“The Fitzroy River is our lifestyle, it’s our mental health, it connects the community – in a small town like Derby where there’s not a lot to do, everyone loves coming to the river,” says Mary Island Fishing Club’s Sara Hennessy in one of two cracking little films about barra fishing and the Fitzroy put together by the ‘Kimberley – Like Nowhere Else‘ group.
In the other film, Kimberley Fishing guide Robert ‘Bluey’ Vaughan explains just why barra fishing on the Fitzroy is one of the greatest fishing experiences to be had in Australia, if not the world.
CHECK THIS: One of Kimberley – Like Nowhere Else‘s great Fitzroy River films
“They rightfully own the title ‘Australia’s premier sportfish’,” he says. “Barra can grow to nearly a hundred pounds, they hit hard, take lures and bait with gusto, they’re inshore, riverine as well as estuarine – so they’re available to everyone. They’re Australia’s premier sportfish and I reckon they’re Australia’s favourite fish too.”
As for catching them on the Fitzroy, he’s convinced it’s one of the best rivers there is.

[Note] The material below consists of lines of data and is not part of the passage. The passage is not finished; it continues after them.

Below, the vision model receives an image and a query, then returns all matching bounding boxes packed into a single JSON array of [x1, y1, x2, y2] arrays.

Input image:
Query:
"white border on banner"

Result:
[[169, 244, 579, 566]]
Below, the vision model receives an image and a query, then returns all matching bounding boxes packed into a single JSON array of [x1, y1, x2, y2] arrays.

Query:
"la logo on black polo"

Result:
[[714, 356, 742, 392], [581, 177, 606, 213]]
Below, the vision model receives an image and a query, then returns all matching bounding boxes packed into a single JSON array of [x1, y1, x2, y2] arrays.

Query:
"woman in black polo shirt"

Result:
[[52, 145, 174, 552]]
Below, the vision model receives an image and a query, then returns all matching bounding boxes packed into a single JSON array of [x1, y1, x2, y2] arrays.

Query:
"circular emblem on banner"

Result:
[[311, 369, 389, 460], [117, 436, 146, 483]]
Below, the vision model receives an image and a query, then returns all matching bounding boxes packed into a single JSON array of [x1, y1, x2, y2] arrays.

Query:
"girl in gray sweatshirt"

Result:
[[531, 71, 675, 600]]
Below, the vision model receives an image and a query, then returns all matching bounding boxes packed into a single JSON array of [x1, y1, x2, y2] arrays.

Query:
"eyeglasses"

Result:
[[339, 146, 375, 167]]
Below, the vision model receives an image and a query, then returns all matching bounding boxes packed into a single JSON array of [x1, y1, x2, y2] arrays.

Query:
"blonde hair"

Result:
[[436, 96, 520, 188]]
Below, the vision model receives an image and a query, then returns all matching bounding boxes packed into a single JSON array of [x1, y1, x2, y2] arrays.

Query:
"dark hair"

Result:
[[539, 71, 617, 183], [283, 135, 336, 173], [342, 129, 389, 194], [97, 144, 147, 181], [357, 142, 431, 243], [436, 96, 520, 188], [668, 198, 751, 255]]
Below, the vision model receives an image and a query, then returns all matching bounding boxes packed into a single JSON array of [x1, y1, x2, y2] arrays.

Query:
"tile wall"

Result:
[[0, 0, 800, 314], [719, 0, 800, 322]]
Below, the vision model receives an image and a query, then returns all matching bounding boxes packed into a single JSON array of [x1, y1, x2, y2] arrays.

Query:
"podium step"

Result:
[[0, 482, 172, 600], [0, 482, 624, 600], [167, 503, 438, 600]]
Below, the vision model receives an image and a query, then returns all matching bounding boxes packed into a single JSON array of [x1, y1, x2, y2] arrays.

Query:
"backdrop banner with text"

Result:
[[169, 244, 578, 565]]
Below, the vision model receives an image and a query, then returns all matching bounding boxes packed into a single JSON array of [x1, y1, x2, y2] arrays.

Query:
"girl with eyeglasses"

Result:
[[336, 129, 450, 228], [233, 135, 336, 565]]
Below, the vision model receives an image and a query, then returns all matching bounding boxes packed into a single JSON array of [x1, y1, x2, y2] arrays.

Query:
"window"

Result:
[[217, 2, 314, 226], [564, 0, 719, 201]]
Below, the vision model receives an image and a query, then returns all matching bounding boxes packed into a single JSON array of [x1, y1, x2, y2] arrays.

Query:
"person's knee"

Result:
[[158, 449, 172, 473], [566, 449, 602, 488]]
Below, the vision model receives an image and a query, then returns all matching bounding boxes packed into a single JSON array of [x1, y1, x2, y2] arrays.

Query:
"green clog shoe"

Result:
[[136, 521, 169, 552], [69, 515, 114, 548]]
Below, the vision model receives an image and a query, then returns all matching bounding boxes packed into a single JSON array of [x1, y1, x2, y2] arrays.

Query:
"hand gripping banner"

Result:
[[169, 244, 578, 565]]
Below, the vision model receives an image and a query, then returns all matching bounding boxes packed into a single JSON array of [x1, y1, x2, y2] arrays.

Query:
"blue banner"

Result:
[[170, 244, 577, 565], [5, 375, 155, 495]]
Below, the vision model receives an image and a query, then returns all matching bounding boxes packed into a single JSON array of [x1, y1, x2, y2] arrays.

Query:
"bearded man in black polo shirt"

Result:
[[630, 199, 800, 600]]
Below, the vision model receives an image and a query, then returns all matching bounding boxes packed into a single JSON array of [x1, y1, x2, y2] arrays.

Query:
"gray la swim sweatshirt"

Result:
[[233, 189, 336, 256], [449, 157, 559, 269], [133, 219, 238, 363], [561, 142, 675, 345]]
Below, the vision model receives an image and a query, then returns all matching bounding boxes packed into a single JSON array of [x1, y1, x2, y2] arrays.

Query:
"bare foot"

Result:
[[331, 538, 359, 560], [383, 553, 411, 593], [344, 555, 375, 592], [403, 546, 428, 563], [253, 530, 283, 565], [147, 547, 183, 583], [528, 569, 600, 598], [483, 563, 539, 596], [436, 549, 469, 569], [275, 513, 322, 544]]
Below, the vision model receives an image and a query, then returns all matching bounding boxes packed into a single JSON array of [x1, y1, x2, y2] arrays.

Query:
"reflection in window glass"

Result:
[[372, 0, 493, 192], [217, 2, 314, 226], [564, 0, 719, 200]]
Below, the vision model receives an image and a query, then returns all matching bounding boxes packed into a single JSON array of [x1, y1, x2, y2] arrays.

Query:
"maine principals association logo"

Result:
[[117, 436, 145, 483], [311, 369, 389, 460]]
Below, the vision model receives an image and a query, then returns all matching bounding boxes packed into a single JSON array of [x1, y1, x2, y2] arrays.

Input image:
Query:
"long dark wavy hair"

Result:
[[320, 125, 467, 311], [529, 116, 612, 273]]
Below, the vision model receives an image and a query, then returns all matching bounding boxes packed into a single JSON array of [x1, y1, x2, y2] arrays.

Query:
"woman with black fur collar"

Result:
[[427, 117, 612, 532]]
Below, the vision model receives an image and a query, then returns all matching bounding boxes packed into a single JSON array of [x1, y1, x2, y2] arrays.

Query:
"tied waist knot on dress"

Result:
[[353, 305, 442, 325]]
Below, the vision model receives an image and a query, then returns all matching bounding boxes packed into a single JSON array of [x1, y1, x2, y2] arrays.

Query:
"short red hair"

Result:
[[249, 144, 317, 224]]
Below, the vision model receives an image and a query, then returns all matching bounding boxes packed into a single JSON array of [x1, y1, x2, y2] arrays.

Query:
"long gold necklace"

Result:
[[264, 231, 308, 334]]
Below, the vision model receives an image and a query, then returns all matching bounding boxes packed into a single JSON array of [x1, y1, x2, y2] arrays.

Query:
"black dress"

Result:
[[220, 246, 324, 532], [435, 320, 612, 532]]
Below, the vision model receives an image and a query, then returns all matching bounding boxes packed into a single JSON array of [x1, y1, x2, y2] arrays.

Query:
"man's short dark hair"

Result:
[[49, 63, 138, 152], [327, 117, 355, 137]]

“It’s pristine from its mouth to the end of its catchment – there’s no impediment to a barra to travel the length of the Fitzroy to be able to go down to the saltwater to breed. If you were to design the perfect barra river – it’s the Fitzroy,” says Bluey in the film.
WATCH: Kimberley – Like Nowhere Else‘s great film about protecting the Fitzroy
They’re fantastic short films sure to have any angler salivating at the prospect of doing battle with a chrome slab of prime Kimberley barra.
But the films have also been made to highlight serious concerns around proposals to potentially draw off around 500GL of water annually from the mighty Fitzroy as part of ambitious agriculture irrigation plans for the region. To put that into context, Perth and the South West uses just over 200GL every year.
A potential drain on the river’s lifeblood
The Kimberley fishers’ concern is such a drain on the river’s lifeblood could have serious impacts on its flow during the critical wet season.
“The Fitzroy doesn’t flow all the way from the freshwater to the saltwater,” explains Sarah Hennessy. “It’s cut off in the dry season when it dries out. In the wet season, when we have the big rains, that’s when it connects and that’s really important for breeding and the different species in the river.
“Without that flooding and the breeding doesn’t happen – you need the salt and freshwater connection to get the regeneration of the species.”
Recfishwest CEO Dr Andrew Rowland commented: “Clearly this waterway is of critical importance to the Kimberley fishing community and we share their concerns about the potential impact of the proposed irrigation scheme on the river system and the world-class sportfishing experiences it supports.
“Recfishwest is not anti-development, including agricultural development, but of course we don’t want to see what happened in the Murray-Darling – where tens of thousands of fish were killed in 2019 as result of low water flow – happen in the Fitzroy.
“The proposed irrigation plans are currently open for public comment and we’d urge anyone with an interest in the future of fishing in the Fitzroy to take the time to read through the proposals and make their views known to Government.
“Recfishwest is currently developing its response to the proposals and will, as always, keep the recfishing community up to date on developments as they happen.”